Department of Medical Imaging and Radiological Sciences, College of Medicine, I-Shou University, Kaohsiung 82445, Taiwan.
Department of Radiology, Taoyuan Armed Forces General Hospital, Taoyuan 32551, Taiwan.
Korean J Radiol. 2018 Nov-Dec;19(6):1161-1171. doi: 10.3348/kjr.2018.19.6.1161. Epub 2018 Oct 18.
The aim of this study was to investigate diffusion tensor (DT) imaging-derived properties of benign oligemia, true "at risk" penumbra (TP), and the infarct core (IC) during the first 3 hours of stroke onset.
The study was approved by the local animal care and use committee. DT imaging data were obtained from 14 rats after permanent middle cerebral artery occlusion (pMCAO) using a 7T magnetic resonance scanner (Bruker) in room air. Relative cerebral blood flow and apparent diffusion coefficient (ADC) maps were generated to define oligemia, TP, IC, and normal tissue (NT) every 30 minutes up to 3 hours. Relative fractional anisotropy (rFA), pure anisotropy (rq), diffusion magnitude (rL), ADC (rADC), axial diffusivity (rAD), and radial diffusivity (rRD) values were derived by comparison with the contralateral normal brain.
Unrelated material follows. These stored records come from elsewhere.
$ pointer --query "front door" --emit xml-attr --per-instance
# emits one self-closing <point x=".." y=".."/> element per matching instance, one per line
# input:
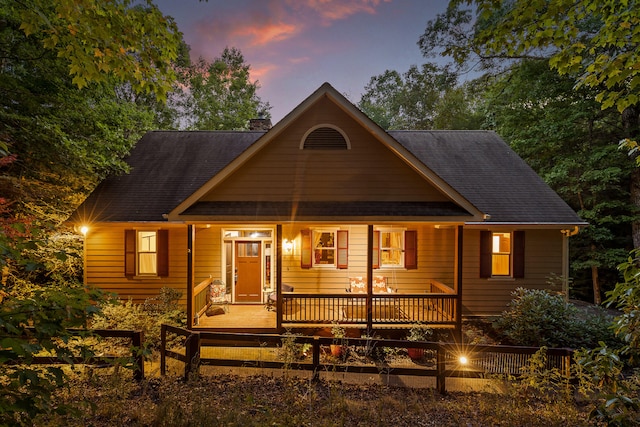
<point x="248" y="272"/>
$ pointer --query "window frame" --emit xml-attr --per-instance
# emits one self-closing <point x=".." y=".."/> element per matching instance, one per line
<point x="517" y="254"/>
<point x="401" y="248"/>
<point x="132" y="253"/>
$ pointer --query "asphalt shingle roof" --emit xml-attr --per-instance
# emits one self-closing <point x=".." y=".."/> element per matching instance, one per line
<point x="489" y="174"/>
<point x="168" y="166"/>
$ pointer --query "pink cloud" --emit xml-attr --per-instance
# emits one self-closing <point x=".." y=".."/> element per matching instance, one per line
<point x="334" y="10"/>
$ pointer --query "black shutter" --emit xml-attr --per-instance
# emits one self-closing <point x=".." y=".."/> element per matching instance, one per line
<point x="163" y="253"/>
<point x="518" y="254"/>
<point x="485" y="254"/>
<point x="129" y="253"/>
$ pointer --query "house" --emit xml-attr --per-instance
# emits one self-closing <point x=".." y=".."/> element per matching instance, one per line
<point x="365" y="227"/>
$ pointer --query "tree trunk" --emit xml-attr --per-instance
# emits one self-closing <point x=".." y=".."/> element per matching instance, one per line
<point x="631" y="124"/>
<point x="597" y="300"/>
<point x="635" y="200"/>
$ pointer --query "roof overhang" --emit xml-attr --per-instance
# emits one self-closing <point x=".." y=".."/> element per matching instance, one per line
<point x="326" y="90"/>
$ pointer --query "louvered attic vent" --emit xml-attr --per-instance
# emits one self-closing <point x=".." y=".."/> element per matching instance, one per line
<point x="325" y="138"/>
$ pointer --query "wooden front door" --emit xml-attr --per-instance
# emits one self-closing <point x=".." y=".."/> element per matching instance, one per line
<point x="248" y="272"/>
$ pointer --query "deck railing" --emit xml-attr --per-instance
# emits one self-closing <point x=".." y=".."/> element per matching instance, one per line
<point x="379" y="309"/>
<point x="440" y="360"/>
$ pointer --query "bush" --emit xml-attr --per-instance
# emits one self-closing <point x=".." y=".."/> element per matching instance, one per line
<point x="538" y="318"/>
<point x="147" y="317"/>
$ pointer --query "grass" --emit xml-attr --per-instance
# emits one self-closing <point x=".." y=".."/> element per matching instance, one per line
<point x="108" y="398"/>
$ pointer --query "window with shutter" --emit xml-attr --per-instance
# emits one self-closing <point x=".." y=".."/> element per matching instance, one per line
<point x="146" y="253"/>
<point x="393" y="248"/>
<point x="324" y="248"/>
<point x="502" y="254"/>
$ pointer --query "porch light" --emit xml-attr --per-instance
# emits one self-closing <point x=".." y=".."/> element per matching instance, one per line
<point x="287" y="246"/>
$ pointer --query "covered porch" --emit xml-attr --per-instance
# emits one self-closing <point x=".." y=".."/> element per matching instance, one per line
<point x="429" y="301"/>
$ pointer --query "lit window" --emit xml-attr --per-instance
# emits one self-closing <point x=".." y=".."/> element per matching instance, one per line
<point x="147" y="253"/>
<point x="501" y="254"/>
<point x="391" y="248"/>
<point x="324" y="248"/>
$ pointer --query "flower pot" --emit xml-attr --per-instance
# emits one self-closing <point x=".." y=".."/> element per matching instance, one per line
<point x="337" y="350"/>
<point x="415" y="353"/>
The mean volume of oligemia was 24.7 ± 14.1 mm, that of TP was 81.3 ± 62.6 mm, and that of IC was 123.0 ± 85.2 mm at 30 minutes after pMCAO. rFA showed an initial paradoxical 10% increase in IC and TP, and declined afterward. The rq, rL, rADC, rAD, and rRD showed an initial discrepant decrease in IC (from -24% to -36%) as compared with TP (from -7% to -13%). Significant differences ( < 0.05) in metrics, except rFA, were found between tissue subtypes in the first 2.5 hours. The rq demonstrated the best overall performance in discriminating TP from IC (accuracy = 92.6%, area under curve = 0.93) and the optimal cutoff value was -33.90%. The metric values for oligemia and NT remained similar at all time points.
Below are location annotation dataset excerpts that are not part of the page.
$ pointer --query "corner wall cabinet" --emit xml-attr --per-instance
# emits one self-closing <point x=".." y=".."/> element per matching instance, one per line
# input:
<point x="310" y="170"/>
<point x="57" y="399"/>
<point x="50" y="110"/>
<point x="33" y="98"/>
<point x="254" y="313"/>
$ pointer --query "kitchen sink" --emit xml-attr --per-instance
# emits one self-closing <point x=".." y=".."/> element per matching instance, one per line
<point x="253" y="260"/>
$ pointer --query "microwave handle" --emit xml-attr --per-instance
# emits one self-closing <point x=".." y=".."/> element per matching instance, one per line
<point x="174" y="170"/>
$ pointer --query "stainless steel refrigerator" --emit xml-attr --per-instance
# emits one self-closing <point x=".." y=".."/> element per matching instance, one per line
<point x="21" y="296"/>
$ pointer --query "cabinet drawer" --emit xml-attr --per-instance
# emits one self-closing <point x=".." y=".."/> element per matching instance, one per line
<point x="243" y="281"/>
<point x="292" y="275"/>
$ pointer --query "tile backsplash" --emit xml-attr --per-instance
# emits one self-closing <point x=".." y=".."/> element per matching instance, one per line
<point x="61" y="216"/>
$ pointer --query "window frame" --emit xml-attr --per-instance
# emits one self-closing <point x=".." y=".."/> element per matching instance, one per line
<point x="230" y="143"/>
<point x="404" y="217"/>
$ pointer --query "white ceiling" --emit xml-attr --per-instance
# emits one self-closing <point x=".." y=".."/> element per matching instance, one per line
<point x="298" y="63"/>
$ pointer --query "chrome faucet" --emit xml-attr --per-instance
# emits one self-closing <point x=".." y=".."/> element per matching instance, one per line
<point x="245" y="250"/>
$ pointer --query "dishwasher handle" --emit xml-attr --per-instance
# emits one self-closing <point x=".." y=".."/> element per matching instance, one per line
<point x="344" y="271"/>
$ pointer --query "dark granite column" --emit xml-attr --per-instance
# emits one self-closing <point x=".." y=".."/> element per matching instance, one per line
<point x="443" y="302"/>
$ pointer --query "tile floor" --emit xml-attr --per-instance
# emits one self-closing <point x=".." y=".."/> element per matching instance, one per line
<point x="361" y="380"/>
Benign oligemia is small and remains microstructurally normal under pMCAO. TP and IC show a distinct evolution of DT-derived properties within the first 3 hours of stroke onset, and are thus potentially useful in predicting the fate of ischemic brain.
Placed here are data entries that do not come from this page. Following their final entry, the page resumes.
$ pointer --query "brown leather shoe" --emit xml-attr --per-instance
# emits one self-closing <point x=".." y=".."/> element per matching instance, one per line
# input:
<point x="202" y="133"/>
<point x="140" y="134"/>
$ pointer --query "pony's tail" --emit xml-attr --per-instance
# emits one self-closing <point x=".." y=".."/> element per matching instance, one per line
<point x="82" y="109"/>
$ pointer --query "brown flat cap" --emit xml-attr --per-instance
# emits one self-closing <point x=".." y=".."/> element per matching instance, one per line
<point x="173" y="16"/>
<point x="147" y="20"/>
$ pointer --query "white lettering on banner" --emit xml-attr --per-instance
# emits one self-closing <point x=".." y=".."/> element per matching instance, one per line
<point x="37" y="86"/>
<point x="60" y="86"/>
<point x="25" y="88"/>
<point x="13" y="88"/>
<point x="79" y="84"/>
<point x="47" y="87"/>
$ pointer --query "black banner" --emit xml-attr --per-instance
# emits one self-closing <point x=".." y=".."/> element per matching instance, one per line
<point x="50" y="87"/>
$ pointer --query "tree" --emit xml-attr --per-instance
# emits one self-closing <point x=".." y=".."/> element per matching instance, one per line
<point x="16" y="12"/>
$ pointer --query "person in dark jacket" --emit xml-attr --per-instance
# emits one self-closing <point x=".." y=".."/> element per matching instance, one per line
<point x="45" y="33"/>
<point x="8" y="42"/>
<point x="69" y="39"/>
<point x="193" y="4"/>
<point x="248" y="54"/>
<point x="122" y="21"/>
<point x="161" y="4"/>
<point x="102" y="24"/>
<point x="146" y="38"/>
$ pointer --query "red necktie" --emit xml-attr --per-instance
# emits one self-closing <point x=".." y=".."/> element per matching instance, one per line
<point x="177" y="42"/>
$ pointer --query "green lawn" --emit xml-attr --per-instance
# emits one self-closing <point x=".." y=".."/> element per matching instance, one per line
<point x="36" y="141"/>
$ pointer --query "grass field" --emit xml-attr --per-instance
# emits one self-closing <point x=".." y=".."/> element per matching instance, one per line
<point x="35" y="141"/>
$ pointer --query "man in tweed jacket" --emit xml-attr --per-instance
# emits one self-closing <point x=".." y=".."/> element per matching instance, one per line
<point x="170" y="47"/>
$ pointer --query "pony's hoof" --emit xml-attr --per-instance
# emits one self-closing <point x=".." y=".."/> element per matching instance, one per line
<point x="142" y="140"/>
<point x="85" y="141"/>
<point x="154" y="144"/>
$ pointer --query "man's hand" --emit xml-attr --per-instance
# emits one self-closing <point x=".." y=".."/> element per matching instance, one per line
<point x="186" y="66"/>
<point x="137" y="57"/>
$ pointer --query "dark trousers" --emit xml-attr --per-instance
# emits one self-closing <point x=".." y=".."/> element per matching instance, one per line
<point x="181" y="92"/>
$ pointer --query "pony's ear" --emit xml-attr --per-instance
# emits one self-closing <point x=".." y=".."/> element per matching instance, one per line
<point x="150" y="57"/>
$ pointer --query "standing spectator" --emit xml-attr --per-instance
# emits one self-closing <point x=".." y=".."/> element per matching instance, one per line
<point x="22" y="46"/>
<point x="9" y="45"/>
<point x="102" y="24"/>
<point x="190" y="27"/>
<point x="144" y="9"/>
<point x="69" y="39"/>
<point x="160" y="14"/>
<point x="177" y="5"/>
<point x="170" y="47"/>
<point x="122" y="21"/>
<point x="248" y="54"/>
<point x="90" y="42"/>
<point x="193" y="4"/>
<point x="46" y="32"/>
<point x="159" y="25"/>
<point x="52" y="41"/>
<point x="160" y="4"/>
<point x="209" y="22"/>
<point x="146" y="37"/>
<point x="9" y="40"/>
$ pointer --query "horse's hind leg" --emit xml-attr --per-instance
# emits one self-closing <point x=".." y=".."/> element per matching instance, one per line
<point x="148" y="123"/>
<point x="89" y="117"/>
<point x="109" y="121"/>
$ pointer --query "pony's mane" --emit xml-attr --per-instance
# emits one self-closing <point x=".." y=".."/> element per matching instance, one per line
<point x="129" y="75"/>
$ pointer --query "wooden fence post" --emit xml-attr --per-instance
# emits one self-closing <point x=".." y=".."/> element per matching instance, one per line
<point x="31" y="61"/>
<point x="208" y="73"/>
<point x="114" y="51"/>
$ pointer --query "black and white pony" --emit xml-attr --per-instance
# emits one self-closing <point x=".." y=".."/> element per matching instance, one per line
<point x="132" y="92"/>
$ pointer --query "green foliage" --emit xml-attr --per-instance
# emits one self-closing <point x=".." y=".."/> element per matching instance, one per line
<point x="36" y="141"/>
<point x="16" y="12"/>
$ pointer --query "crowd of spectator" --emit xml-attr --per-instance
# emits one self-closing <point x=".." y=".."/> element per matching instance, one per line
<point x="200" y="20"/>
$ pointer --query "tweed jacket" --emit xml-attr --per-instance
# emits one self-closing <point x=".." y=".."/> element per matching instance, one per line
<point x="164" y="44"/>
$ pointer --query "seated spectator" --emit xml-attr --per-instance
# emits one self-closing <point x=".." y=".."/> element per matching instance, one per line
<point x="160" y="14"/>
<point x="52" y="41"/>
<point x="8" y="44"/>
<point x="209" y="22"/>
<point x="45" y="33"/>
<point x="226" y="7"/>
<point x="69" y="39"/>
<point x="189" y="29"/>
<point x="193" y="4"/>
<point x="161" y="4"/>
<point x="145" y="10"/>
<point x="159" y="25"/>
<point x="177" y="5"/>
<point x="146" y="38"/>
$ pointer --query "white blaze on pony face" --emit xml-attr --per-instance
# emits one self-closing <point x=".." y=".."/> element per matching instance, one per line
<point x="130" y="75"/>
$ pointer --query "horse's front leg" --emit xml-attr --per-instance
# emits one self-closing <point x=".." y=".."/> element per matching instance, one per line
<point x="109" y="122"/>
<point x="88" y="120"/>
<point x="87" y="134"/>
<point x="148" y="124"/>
本研究旨在探讨在中风发作的前 3 小时内,良性低灌注、真正的“缺血半暗带”(TP)和梗死核心(IC)的扩散张量(DT)成像特征。
该研究得到了当地动物护理和使用委员会的批准。使用 Bruker 7T 磁共振扫描仪,在室气下对 14 只大鼠的永久性大脑中动脉闭塞(pMCAO)进行 DT 成像数据采集。每 30 分钟生成一次相对脑血流和表观扩散系数(ADC)图,以定义低灌注、TP、IC 和正常组织(NT)。通过与对侧正常大脑比较,得出相对各向异性分数(rFA)、纯各向异性(rq)、扩散幅度(rL)、ADC(rADC)、轴突扩散系数(rAD)和径向扩散系数(rRD)的值。
pMCAO 后 30 分钟时,低灌注区的平均体积为 24.7 ± 14.1mm,TP 区为 81.3 ± 62.6mm,IC 区为 123.0 ± 85.2mm。rFA 在 IC 和 TP 中最初出现了 10%的反常增加,之后则呈下降趋势。rq、rL、rADC、rAD 和 rRD 在 IC 中的初始差异下降幅度较大(从-24%到-36%),而在 TP 中则相对较小(从-7%到-13%)。在最初的 2.5 小时内,各组织类型之间的 rFA 以外的其他度量值存在显著差异(<0.05)。rq 在区分 TP 和 IC 方面表现最佳(准确性=92.6%,曲线下面积=0.93),最佳截断值为-33.90%。低灌注区和 NT 的测量值在所有时间点均保持相似。
pMCAO 下,良性低灌注体积较小,且组织结构仍正常。TP 和 IC 在中风发作的前 3 小时内具有明显不同的 DT 成像特征,因此可能有助于预测缺血性脑的预后。